The Jocassee Gorges area was once home to the part of the Cherokee Nation; it now lies 300 feet (91 m) beneath the surface of the lake, near the Toxaway River. Nearby Keowee Town was a major hub in the Cherokee Path that connected Cherokee towns and villages throughout the area. Early 18th century traders delivered as many as 200,000 deer skins annually to Charleston, South Carolina and local Indians became well supplied with European firearms, ammunition, tools and clothing as a result.
Mounting discord between Europeans and Cherokees led to war in 1759. In 1785, General Andrew Pickens hosted a gathering of Indian chiefs leading to a treaty that gave all of the Jocassee gorges area, with the exception of northern Oconee County, to the United States; the Oconee mountains were not ceded until 1815. European settlers, mostly of Scottish and Irish descent, came from Virginia and Pennsylvania as well as from Charleston. Land grants in the Jocassee area go back to 1791.
Gorges State Park is a 7,709-acre (31.20 km2) North Carolina state park in Transylvania County, North Carolina. The land was purchased by the state from Duke Energy Corporation in 1999. It is North Carolina’s westernmost state park and one of the state’s newest. The park is adjacent to part of the Pisgah National Forest and the N.C. Wildlife Resources Commission’s Toxaway Game Land. Gorges State Park provides the principle access to the Horsepasture River on these adjoining public lands.
Gorges State Park is open for year-round recreation, including, camping, hiking, mountain biking, and fishing. Primitive camping is available in several different natural environments. The Ray Fisher Place campground is located in the Grassy Ridge Access area. It is a hike-in campground with six primitive campsites, each with a picnic table, fire ring and lantern hook, and it is a 0.75-mile (1.21 km) hike from the Rainbow Falls Trail-head. Another camping area is near the shores of Lake Jocassee, along the Foothills Trail. These campsites are also primitive and hike-in. Dispersed camping is also permitted in the adjoining Pisgah National Forest, and backpackers may register and leave their vehicles in the park. Lake Jocassee is a deep man made lake which forms much of the park’s southern boundary, and it is open to trout and bass fishing. The streams of Gorges State Park are all designated Wild Trout Waters. Many miles of trails are open to hiking, mountain biking and horseback riding.

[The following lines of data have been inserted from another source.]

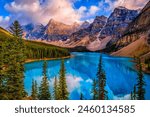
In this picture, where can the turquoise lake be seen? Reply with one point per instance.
(82, 68)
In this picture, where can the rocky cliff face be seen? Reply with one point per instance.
(84, 36)
(53, 31)
(114, 28)
(136, 37)
(95, 36)
(118, 22)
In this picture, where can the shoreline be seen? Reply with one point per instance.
(35, 60)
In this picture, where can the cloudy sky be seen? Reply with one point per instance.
(66, 11)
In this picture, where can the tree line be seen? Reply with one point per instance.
(99, 84)
(60, 91)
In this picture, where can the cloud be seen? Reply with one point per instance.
(41, 12)
(4, 21)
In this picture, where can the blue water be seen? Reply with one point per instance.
(82, 68)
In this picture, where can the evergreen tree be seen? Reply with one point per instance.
(62, 83)
(131, 95)
(44, 92)
(134, 93)
(16, 29)
(94, 90)
(34, 92)
(56, 89)
(13, 69)
(140, 82)
(81, 96)
(102, 93)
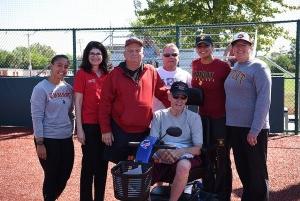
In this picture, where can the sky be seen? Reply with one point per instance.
(83, 14)
(78, 13)
(65, 13)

The Grassy Ridge Access off North Carolina Highway 281 in Sapphire is the park’s primary access. This area is most well known for providing the principle access to Rainbow Falls and Turtleback Falls on the Horsepasture River. These falls are in the Pisgah National Forest, but it is not uncommon for visitors to mistakenly think the falls are inside the park because the park provides the only easy, legal access to them. Upper Bearwallow Falls is located in the access area, and it currently is the only waterfall in the park with a maintained trail leading to it.
The Frozen Creek Access off Frozen Creek Road in Rosman is the park’s secondary access, and the park’s longest trails are reached from it. Both the Auger Hole and Cane Break trails start at the access, and they end at different points along the Foothills Trail. The Auger Hole Trail is the park’s only multi-use trail and it is open to hikers, horse-back riders, and mountain bicyclists.